A low-rank algorithm for strongly damped wave equations with visco-elastic damping and mass terms

TL;DR

This paper develops a low-rank numerical algorithm for strongly damped wave equations with visco-elastic damping and mass terms, demonstrating robustness, accuracy, and second-order convergence through numerical experiments.

Contribution

It introduces a novel low-rank algorithm combining Strang splitting and dynamical low-rank approach for complex damped wave equations.

Findings

The algorithm is robust and accurate.

It achieves second-order convergence in time.

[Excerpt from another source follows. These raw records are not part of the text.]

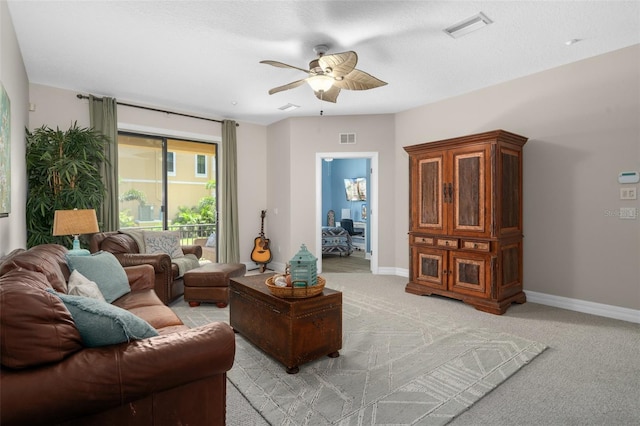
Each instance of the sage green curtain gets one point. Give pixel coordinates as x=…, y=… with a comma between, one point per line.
x=229, y=240
x=104, y=119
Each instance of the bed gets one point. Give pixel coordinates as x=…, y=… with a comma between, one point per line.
x=336, y=240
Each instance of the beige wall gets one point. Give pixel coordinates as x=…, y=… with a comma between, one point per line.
x=13, y=76
x=583, y=124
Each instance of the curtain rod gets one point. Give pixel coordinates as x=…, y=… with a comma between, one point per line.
x=81, y=96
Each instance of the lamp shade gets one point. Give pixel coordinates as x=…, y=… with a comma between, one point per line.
x=320, y=83
x=75, y=222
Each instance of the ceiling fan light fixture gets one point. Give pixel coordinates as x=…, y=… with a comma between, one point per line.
x=320, y=83
x=471, y=24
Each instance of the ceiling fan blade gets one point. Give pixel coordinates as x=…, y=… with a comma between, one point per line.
x=287, y=86
x=358, y=80
x=283, y=65
x=330, y=95
x=341, y=64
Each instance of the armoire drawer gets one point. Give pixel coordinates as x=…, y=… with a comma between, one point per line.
x=476, y=245
x=423, y=240
x=447, y=242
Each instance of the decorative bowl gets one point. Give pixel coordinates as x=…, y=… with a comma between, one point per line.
x=295, y=292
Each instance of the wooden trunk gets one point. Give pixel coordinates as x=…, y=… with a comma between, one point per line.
x=293, y=331
x=465, y=236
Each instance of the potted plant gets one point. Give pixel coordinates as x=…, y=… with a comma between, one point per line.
x=63, y=173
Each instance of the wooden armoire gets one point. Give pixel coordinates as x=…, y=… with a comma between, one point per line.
x=465, y=236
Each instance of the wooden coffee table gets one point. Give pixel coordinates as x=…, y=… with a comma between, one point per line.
x=293, y=331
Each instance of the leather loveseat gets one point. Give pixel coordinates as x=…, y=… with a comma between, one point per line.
x=168, y=284
x=49, y=376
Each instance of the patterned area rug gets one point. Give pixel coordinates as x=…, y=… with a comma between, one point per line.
x=398, y=365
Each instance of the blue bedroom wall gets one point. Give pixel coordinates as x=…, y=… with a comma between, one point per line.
x=333, y=191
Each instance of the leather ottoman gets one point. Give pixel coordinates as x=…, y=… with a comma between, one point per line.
x=210, y=283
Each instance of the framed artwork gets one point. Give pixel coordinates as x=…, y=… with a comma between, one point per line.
x=5, y=153
x=356, y=189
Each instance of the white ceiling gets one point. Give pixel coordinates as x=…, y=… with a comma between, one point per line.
x=202, y=57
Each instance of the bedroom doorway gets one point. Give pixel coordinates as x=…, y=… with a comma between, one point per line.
x=362, y=211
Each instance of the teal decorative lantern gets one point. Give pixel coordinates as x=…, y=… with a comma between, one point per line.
x=303, y=268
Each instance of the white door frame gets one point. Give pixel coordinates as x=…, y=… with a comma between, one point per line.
x=372, y=193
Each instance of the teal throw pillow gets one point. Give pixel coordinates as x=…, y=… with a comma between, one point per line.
x=102, y=324
x=103, y=269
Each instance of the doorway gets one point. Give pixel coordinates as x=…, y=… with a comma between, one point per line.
x=366, y=217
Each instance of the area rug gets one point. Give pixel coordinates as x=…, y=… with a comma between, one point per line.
x=398, y=365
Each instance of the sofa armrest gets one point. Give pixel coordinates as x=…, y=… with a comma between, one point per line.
x=140, y=277
x=97, y=379
x=193, y=249
x=160, y=262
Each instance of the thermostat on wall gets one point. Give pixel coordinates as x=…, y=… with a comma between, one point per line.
x=628, y=177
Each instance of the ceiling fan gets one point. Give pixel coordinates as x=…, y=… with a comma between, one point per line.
x=328, y=74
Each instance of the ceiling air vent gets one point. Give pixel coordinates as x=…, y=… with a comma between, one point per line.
x=347, y=138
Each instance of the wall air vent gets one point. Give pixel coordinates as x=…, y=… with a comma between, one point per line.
x=347, y=138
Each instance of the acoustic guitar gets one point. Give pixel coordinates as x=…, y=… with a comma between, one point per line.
x=261, y=252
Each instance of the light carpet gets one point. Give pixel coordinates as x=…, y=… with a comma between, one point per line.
x=398, y=365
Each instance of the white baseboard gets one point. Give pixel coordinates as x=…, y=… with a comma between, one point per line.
x=593, y=308
x=584, y=306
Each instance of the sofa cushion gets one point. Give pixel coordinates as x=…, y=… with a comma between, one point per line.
x=79, y=285
x=102, y=324
x=119, y=244
x=104, y=269
x=35, y=326
x=48, y=259
x=158, y=242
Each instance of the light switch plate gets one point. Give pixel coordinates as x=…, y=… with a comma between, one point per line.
x=628, y=193
x=628, y=213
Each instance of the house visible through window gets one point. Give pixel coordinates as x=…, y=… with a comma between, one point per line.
x=201, y=165
x=161, y=186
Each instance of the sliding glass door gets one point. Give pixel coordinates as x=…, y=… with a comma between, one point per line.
x=170, y=184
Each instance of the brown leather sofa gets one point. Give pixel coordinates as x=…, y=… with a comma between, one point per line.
x=167, y=283
x=48, y=377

Numerical experiments confirm effectiveness.

Abstract

Damped wave equations have been used in many real-world fields. In this paper, we study a low-rank solution of the strongly damped wave equation with the damping term, visco-elastic damping term and mass term. Firstly, a second-order finite difference method is employed for spatial discretization. Then, we receive a second-order matrix differential system. Next, we transform it into an equivalent first-order matrix differential system, and split the transformed system into three subproblems. Applying a Strang splitting to these subproblems and combining a dynamical low-rank approach, we obtain a low-rank algorithm. Numerical experiments are reported to demonstrate that the proposed low-rank algorithm is robust and accurate, and has second-order convergence rate in time.